The Work and Pensions Secretary defied No10 to become the first Cabinet minister to openly discuss a Plan B to the PM’s troubled agreement with the EU.

In an interview with The Times, Ms Rudd said membership of the European Economic Area (EEA) “seems plausible as an alternative, for the country but where MPs are too”.

Her intervention comes after a Cabinet war erupted over whether the PM should press ahead with a doomed Commons vote to approve her deal on Tuesday, which 100 Tory MPs already oppose.

It has emerged that Mrs May has told No10 aides she will make a final decision on whether to have the showdown on Monday after a final “stocktake” once MPs are back from their constituencies.

The Sun can reveal that Defence Secretary Gavin Williamson has told Mrs May that the Tories will formally split if she insists on holding the vote.

It will be heavily defeated, and spark an immediate civil war between Tory soft and hard Brexiteers for different Brexit alternatives that will be “irreconcilable”, Mr Williamson has argued.

A source close to the Defence Secretary – one of the PM’s closes allies – said: “Backbenchers are approaching Gavin and asking him to persuade her not to go ahead with this, as a former chief whip.

“It’s a case of what is the worst risk, the severe embarrassment of pulling the vote versus the end of today’s Conservative Party and letting in Jeremy Corbyn.”

But Ms Rudd today argues that it would be “a mistake to delay it for avoidance sake”, and wants the PM to press on with the vote, along with Chancellor Philip Hammond and Health Secretary Matt Hancock.

Ms Rudd also insisted she was only repeating remarks made as a backbencher before her recent Cabinet return. She also said she wanted to see Mrs May’s deal pass, as voting it down could backfire badly on Brexiteers by causing a second referendum.

No10 is braced for a fresh wave of resignations next week before the vote, and has spent the last week trying to talk two Brexiteer junior ministers out of quitting.
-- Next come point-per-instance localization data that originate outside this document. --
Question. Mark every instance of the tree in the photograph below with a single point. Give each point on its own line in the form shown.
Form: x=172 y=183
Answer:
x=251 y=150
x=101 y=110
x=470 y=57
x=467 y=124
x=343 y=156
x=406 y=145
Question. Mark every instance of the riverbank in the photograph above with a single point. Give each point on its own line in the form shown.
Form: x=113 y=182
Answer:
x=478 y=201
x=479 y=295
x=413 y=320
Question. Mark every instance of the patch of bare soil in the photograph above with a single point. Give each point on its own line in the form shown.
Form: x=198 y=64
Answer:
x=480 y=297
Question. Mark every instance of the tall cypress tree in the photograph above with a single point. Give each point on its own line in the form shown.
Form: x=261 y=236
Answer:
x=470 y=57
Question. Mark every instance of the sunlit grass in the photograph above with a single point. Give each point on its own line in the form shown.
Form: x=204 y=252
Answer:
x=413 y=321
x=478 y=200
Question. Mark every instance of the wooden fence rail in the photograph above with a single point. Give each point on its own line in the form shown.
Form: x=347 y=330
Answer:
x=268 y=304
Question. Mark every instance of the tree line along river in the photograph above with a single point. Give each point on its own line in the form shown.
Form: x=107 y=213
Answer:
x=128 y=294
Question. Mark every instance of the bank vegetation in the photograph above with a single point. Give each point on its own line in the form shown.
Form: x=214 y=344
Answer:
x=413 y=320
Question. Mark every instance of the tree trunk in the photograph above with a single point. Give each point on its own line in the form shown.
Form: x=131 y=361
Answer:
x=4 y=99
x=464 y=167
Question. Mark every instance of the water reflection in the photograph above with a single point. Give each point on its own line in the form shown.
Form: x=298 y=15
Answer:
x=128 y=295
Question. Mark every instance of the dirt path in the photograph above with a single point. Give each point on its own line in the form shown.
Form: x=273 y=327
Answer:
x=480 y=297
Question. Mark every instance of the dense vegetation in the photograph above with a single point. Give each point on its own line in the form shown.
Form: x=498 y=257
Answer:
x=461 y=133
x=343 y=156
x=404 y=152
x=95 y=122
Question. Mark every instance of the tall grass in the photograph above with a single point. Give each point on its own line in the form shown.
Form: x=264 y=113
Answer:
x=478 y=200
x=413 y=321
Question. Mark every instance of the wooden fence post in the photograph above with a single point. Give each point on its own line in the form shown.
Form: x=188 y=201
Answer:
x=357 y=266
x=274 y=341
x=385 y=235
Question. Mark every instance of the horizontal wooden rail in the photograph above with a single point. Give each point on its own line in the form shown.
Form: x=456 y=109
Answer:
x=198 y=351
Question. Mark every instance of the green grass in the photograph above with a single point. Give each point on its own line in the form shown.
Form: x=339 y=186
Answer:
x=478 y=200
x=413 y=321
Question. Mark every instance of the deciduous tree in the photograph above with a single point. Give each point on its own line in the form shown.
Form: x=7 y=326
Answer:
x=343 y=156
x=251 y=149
Tory MP Mike Wood, who is Trade Secretary Liam Fox’s ministerial aide told the Guardian yesterday he would quit unless changes were made to the hated Irish backstop.
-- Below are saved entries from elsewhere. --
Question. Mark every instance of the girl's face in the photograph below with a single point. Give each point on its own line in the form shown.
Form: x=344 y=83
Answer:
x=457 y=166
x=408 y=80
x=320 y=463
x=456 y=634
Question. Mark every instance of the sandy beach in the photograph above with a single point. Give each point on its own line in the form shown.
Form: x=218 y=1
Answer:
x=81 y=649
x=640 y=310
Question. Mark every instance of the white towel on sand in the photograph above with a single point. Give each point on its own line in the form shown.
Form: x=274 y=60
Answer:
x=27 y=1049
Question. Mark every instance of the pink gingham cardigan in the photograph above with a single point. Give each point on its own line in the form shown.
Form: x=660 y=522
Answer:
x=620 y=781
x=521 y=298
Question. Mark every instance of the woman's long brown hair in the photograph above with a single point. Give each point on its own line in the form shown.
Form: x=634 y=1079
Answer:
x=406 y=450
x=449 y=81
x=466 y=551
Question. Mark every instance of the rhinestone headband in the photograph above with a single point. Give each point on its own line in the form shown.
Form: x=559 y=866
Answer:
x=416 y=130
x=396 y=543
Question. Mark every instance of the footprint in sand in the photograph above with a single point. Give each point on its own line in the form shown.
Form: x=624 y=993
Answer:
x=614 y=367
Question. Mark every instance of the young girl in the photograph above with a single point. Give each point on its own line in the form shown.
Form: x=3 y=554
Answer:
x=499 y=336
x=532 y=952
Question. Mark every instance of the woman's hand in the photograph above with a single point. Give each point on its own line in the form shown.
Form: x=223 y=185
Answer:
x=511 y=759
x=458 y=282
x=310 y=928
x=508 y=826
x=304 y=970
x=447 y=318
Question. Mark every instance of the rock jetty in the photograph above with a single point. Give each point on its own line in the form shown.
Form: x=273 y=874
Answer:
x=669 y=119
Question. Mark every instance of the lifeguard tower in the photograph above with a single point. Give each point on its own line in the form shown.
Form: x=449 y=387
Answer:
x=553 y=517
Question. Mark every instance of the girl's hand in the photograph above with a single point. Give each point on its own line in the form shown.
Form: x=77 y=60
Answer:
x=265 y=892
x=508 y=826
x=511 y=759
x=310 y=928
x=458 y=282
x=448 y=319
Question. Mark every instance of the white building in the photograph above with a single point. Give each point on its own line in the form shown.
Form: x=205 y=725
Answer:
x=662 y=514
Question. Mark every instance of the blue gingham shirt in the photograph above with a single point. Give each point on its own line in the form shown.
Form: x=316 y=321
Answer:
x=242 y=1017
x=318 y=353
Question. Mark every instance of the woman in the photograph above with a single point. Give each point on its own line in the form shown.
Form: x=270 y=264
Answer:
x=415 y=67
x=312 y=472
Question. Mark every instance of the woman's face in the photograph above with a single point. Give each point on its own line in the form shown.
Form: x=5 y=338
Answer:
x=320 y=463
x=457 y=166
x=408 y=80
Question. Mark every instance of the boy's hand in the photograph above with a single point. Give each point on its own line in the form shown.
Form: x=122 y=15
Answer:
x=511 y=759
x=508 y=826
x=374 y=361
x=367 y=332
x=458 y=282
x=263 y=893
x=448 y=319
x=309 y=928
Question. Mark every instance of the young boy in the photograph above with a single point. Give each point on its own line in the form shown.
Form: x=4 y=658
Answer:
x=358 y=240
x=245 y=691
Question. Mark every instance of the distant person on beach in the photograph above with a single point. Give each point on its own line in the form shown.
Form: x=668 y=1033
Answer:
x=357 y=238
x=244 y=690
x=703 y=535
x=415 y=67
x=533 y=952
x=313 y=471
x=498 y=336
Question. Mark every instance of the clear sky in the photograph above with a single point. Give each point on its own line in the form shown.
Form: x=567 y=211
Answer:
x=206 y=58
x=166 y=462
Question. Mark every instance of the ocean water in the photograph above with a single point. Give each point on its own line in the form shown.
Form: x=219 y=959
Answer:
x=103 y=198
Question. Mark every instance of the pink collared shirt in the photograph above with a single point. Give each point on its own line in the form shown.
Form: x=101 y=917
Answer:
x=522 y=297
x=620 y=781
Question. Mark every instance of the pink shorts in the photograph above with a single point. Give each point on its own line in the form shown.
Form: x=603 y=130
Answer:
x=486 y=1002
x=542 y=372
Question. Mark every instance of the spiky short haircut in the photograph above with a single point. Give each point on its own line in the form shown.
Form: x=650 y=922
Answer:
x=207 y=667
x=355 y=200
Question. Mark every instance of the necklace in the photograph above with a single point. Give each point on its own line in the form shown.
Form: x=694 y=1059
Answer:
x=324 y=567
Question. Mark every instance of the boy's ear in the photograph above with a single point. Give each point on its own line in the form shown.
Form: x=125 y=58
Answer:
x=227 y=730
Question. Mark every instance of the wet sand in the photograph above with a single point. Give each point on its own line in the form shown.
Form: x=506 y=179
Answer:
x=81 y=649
Senior Brussels figures last night issued another warning for MPs not to expect any betters terms from the EU. An EU diplomat told The Sun that Brexit is likely to be added to the agenda for next Thursday’s summit of all 28 leaders, including Mrs May but only to discuss the bloc’s no deal planning.

The EU would “express regret, but underline the Withdrawal Agreement is done from our point of view”, the diplomat said. He added: “There is no Plan B from our side. Fudging is only for Member States – it’s not on offer to the UK”.
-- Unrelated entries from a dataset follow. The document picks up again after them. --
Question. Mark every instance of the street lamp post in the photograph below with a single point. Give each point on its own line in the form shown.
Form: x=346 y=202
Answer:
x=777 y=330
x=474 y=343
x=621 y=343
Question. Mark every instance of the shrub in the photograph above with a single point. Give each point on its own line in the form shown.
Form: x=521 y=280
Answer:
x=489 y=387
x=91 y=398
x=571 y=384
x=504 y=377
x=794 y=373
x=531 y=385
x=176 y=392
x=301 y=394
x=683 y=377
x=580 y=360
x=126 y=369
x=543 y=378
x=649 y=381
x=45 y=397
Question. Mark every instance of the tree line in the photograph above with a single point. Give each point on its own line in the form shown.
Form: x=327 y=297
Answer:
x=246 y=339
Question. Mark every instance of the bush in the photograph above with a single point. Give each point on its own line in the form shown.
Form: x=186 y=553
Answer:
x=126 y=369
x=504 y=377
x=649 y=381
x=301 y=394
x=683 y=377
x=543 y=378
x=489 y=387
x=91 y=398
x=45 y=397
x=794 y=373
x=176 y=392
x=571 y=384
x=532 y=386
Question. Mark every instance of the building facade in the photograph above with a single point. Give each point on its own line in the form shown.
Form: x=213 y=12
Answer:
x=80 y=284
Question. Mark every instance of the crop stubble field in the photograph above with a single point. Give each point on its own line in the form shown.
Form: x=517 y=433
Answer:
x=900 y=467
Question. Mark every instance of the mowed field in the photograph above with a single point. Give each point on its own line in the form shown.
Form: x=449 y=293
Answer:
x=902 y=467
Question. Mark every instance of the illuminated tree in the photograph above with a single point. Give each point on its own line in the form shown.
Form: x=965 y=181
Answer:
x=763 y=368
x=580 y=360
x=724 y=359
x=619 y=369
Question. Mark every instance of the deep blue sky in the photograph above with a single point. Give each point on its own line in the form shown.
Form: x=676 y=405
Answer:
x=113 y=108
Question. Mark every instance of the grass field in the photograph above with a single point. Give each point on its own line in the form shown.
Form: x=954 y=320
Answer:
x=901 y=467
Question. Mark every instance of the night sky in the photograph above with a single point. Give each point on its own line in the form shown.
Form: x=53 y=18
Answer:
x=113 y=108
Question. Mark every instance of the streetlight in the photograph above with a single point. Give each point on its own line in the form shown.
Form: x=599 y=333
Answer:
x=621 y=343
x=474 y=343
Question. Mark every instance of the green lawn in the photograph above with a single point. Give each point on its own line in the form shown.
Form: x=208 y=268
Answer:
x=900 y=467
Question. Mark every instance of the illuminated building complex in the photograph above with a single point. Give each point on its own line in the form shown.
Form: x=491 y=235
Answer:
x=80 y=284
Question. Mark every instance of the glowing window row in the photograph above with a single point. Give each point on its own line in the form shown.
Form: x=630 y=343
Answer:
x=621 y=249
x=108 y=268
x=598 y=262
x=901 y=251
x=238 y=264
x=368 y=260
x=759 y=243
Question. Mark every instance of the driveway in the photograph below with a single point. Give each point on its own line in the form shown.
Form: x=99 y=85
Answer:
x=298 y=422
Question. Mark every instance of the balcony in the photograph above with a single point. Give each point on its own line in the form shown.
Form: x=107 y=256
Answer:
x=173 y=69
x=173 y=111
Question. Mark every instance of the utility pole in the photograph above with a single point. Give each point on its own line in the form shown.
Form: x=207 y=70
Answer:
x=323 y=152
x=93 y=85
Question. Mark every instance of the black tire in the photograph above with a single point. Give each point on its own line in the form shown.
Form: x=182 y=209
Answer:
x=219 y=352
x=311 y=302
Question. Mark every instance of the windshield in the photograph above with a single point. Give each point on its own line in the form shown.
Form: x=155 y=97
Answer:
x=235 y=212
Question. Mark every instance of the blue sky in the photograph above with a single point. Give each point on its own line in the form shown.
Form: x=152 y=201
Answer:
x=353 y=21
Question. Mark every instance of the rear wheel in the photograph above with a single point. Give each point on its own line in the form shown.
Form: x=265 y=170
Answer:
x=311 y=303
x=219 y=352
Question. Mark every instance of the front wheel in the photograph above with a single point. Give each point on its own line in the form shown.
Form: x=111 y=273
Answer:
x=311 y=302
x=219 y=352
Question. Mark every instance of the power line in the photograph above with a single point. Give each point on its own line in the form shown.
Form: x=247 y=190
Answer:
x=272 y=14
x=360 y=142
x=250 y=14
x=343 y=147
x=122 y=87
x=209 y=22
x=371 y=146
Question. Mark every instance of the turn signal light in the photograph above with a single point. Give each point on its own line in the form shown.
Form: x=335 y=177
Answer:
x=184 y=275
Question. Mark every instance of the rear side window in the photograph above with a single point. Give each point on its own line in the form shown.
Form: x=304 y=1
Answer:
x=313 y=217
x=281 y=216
Backbench Tories were bitterly critical of a Downing Street bid to win round the nation to Mrs May’s deal by yesterday despatching 30 ministers around the country to sell it. Rebel MPs claimed the move had backfired by only hardening their opposition to it.

Eurosceptic Tory MP Nadine Dorries tweeted: “To the 30 Ministers heading out across the UK to push No10 propaganda, I hope none of you have leadership ambitions because you’ve just hacked off 100 MPs and the majority of party members”.

Leading Brexiteer Steve Baker dubbed it “counterproductive”, as it was carried out “without the courtesy of telling MPs they are visiting”. But Mrs May’s de facto deputy, David Lidington, defended the agreement.

The Cabinet Office minister – tipped as a stand-in PM if Mrs May resigns next week – said: “This is a deal on the table, that the 27 EU leaders have said they are not willing to renegotiate. It does involve compromise, but it works for the whole of the United Kingdom.”

An Ipsos MORI yesterday revealed six in 10 voters believe the PM’s deal will be bad for Britain, and just 25% say it is good. Half – 51% – also say the agreement is worse than they expected at the time of the referendum, with just 4% seeing it as better.